The EFC laid out what could be seen as a slightly more encouraging way to look at the numbers in their December 10 assessment, noting:
Every kind of measurement has its own limitations. Public opinion polling has its limitations, but so do individual questions or sets of questions.
To better find ‘evangelicals,’ in addition to the Christian Evangelical Scale questions we also asked questions about affiliation and whether respondents consider themselves to be evangelical Christians.
So, our three measures were:
- Evangelical Alignment: Do they score 28 or higher on the Christian Evangelical Scale?
- Affiliation: Are they affiliated with a church within the evangelical tradition?
- Evangelical self-identity: Do they consider themselves to be an evangelical Christian?
Chart 1 (shown at right) shows the how 2019 survey respondents answered these three questions. . . . We observe the following:
- The evangelically aligned are about 11% of the population.
- Evangelical affiliates are about 6% of the population.
- Those who consider themselves to be Evangelical Christians are about 6% of the population.
- The combination of all these groups represent about 13% of the population.
Still, the numbers make it clear that the situation is serious; Hiemstra wrote in his Faith Today article:
As for current attendance at religious services, 11 percent of Canadians now attend at least weekly (all religious traditions, not just Christians). This is down from 67 per cent just after the Second World War in 1946 and from 30 per cent in 1996.
Are poor attendance numbers all about young people not showing up for church? Yes and no. Young people aren’t showing up, but neither are older people. . . .
Our poll shows there are nearly eight times as many Canadians who never attend religious services as those who attend once, twice or three times a month.
For another introduction to the study, listen to researchers Rick Hiemstra and Sam Reimer of Crandall University on 32-minute The State of Religion in Canada podcast with Karen Stiller.
John Stackhouse also wrote a response for the January/February issue of Faith Today: Will Christianity disappear from Canada?
After noting that no wing of the church is immune to the decline described in the study (including the Roman Catholic Church), he concluded:
Could Christianity actually disappear from Canada? There are other lands where it has mostly vanished – consider North Africa and the Middle East under the pressure of Islamic regimes, or many former communist countries.
In Canada political forces and other religions have not been the main challenges to Christian faith – instead the challenge here since the Second World War has been a continuous experience of prosperity and security.
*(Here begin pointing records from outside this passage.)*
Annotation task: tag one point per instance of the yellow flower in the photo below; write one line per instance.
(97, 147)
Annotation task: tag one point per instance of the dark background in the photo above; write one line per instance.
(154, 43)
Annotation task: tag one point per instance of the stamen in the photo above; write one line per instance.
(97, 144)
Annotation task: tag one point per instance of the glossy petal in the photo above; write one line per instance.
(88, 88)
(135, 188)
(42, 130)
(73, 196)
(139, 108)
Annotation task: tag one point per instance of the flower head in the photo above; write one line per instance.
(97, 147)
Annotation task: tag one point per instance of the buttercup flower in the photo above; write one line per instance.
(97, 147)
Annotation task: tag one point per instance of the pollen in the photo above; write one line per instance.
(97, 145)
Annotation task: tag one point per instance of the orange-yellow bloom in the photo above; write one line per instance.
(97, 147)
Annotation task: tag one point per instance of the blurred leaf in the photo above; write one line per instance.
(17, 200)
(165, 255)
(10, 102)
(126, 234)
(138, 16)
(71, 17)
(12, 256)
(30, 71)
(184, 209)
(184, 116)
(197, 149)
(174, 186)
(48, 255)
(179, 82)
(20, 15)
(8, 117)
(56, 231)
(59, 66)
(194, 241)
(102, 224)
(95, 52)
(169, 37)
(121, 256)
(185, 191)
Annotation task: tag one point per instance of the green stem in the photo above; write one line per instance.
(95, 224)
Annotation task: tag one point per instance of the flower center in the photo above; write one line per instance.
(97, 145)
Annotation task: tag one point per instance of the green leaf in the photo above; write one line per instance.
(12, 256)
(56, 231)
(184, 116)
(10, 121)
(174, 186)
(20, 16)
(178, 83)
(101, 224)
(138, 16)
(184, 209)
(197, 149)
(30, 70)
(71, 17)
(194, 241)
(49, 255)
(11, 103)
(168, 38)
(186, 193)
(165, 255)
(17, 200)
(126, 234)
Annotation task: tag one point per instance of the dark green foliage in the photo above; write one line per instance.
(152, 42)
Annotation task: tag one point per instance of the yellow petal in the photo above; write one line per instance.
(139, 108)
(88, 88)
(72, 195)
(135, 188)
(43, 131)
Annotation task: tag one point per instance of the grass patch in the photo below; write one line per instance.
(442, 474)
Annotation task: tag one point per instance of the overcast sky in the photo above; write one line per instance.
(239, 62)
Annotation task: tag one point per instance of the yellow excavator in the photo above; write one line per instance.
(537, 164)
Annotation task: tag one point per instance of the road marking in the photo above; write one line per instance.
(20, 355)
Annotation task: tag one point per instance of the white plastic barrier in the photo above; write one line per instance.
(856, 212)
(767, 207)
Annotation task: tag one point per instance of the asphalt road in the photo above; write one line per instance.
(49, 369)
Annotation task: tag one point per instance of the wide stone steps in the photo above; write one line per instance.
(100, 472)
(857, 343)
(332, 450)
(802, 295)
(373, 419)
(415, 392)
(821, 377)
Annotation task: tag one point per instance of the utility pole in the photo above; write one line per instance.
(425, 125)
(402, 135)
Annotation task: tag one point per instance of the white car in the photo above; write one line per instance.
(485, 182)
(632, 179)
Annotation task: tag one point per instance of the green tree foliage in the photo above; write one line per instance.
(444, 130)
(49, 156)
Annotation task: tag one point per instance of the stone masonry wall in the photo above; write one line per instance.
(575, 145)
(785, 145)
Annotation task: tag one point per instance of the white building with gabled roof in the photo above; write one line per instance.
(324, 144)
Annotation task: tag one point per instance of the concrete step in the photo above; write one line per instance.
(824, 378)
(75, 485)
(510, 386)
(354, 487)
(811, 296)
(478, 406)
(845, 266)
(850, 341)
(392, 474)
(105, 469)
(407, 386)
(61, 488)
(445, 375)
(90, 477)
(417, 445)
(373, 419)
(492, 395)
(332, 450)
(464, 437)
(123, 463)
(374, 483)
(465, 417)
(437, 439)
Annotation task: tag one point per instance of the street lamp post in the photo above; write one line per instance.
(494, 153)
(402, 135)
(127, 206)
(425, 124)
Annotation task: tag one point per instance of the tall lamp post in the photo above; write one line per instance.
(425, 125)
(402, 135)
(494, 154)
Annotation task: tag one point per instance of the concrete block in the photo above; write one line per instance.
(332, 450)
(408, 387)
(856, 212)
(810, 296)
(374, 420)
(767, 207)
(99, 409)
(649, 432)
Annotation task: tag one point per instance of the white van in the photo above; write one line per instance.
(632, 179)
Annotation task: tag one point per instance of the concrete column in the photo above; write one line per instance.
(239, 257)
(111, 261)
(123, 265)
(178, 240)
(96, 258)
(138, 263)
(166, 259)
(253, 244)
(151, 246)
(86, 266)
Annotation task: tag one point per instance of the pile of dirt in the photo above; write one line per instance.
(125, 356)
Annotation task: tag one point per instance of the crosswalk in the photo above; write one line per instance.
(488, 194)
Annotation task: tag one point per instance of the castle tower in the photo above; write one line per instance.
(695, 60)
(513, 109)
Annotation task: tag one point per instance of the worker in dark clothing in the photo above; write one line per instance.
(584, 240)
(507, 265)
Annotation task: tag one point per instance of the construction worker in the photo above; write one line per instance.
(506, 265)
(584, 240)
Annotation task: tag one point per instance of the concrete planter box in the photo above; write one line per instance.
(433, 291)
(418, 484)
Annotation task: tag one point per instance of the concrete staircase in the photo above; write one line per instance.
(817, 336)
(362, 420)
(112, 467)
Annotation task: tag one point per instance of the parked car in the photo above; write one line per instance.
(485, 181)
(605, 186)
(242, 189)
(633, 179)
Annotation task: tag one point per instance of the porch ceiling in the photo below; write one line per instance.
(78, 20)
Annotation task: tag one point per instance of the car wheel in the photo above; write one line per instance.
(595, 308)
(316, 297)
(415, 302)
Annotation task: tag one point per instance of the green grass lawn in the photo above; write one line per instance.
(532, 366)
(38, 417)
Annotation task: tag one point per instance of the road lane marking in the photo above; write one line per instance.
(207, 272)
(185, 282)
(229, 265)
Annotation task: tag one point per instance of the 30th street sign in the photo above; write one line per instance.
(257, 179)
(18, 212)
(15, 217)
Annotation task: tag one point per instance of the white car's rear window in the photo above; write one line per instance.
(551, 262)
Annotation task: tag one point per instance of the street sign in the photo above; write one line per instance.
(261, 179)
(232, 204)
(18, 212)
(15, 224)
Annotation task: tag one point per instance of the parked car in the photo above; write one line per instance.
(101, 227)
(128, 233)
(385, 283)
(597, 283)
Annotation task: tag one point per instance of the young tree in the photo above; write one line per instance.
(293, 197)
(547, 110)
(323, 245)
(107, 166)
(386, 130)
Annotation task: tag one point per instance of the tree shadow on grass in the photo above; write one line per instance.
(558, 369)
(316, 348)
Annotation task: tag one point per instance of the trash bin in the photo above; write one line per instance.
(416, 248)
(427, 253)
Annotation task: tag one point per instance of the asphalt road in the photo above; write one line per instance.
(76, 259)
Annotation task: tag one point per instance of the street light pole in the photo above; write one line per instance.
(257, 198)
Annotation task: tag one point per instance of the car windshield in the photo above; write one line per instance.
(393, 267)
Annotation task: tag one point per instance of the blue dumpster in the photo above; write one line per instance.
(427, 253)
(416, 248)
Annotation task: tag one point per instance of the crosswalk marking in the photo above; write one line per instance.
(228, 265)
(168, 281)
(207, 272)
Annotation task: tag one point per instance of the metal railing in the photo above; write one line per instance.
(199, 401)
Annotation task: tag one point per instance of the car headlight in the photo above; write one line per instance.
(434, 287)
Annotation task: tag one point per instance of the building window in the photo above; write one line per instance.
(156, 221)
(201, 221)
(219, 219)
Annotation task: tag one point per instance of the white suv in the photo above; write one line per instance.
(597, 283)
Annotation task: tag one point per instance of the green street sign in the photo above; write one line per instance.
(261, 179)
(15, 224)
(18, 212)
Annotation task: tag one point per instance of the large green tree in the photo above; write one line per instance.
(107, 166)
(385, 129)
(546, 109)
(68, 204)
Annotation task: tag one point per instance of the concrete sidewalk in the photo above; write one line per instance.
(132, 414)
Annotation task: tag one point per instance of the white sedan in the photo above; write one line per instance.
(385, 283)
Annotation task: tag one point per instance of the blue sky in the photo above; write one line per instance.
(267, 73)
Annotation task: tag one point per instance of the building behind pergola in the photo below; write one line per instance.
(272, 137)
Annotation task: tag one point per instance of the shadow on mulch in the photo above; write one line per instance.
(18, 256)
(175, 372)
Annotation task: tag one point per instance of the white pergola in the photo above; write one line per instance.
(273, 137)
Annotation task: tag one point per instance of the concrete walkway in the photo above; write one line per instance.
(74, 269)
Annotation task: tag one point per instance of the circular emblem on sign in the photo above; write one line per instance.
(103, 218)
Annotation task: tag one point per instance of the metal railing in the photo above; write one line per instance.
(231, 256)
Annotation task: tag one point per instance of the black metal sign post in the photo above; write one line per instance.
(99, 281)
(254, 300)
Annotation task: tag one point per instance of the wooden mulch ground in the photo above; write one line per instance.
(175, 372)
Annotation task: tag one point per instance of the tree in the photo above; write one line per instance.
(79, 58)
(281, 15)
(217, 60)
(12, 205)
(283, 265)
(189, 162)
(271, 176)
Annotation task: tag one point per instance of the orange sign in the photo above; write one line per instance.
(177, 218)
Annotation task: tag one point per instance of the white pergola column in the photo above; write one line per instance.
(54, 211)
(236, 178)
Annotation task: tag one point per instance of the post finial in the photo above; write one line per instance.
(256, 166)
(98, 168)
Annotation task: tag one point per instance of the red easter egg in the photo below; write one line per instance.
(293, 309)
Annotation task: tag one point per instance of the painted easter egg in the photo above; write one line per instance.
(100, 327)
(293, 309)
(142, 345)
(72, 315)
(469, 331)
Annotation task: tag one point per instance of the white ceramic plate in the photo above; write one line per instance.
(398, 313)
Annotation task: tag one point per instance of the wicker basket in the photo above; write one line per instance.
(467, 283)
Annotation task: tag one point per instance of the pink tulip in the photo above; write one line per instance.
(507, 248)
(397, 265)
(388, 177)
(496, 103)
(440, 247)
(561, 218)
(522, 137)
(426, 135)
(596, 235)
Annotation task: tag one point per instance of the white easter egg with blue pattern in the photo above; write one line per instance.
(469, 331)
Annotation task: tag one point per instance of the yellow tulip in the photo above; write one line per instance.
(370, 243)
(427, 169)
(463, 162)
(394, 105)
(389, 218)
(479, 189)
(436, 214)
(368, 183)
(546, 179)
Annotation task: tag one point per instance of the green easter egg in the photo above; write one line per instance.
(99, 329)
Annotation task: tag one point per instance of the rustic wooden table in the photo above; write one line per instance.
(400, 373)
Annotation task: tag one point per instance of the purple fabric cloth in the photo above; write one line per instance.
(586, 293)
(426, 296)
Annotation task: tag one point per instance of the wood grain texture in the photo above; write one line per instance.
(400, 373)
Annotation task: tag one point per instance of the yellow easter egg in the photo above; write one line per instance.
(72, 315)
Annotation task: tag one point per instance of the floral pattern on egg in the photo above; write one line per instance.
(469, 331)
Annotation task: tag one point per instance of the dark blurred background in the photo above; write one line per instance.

Yes, there are troubling signs Christian faith is increasingly unwelcome, but in a global context it really isn’t all that hard to be a Christian in Canada.
For most of our Canadian neighbours the question is: Why should we bother to be Christians at all?
In a country as comfortable, busy and secure as Canada is today, maybe the interest of one-tenth of the population is all evangelicalism can aspire to holding.
Maybe the key concern to keep in mind as we build churches and relationships is this: Are we positioning ourselves so that, when life’s sharp edges eventually do cut through people’s cocoons of comfort, we are clearly standing ready to offer something else, something more?
Along the way we need to honestly take stock to make sure the reason we are merely enduring, instead of thriving, is not the result of our failure to ask enough of our neighbours, nor offer enough to them.
For if that’s true, then maybe it doesn’t matter much if such a pale, thin “Christianity” does disappear after all.